Cblog <- count(Tblog, word)
Cnews <- count(Tnews, word)
Ctwitter <- count(Ttwitter, word)
The following code is used to determine some useful statistics for each source in a table
Table1 <- data.frame(Source = c("Blog", "News", "Twitter"))
Table1$Lines <- c(nrow(blog), nrow(news), nrow(twitter))
Tablelist <- list(Cblog$n,Cnews$n, Ctwitter$n)
Table1$Count <- lapply(Tablelist, sum)
Table1$Unique <- lapply(Tablelist, length)
Table1$"Words per line" <- round(as.numeric(Table1$Count)/Table1$Lines,1)
Table1$"% unique" <- round(as.numeric(Table1$Unique)/as.numeric(Table1$Count)*100,1)

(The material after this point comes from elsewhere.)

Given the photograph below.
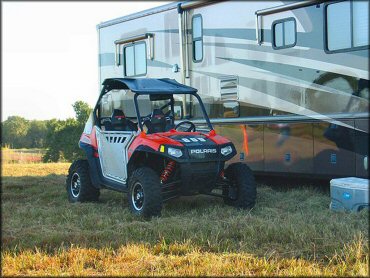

It is helpful to look at the top ten used words for each source.
topblog <- Cblog %>% arrange(desc(n)) %>% filter(row_number() < 11)
topnews <- Cnews %>% arrange(desc(n)) %>% filter(row_number() < 11)
toptwitter <- Ctwitter %>% arrange(desc(n)) %>%
filter(row_number() < 11)
The top ten results can be represented in a bar graph with the following code:
Datasum <- data.frame(Source = c(rep("Blog",10), rep("News",10), rep("Twitter",10))
,Word = c (topblog$word, topnews$word, toptwitter$word),
Count = c (topblog$n, topnews$n, toptwitter$n))
g <- ggplot(Datasum, aes(x= Word, y = Count)) + geom_bar(stat = "identity") +
aes(fill=Source) + labs(title = "Top 10 word counts by source")
The previously generated table that expresses statistics on the different data sets can be found here:
## Source Lines Count Unique Words per line % unique
## 1 Blog 899288 38154238 360784 42.4 0.9
## 2 News 77259 2693898 89335 34.9 3.3
## 3 Twitter 2360148 30218125 383565 12.8 1.3
The plot of the top ten results by source is here:
From the summary table it is clear the largest data sets are from twitter and from blogs in terms of the number of lines and the number of words. The news set may be the smallest but it has the highest percent of unique words. It is no surprising that the twitter set has the lest number of words per line. In terms of the top ten words, it is clear that there is a large number of overlap between each set as all the top ten words are included in a list of 13 words. The words themselves seem to be the most common words in the English language.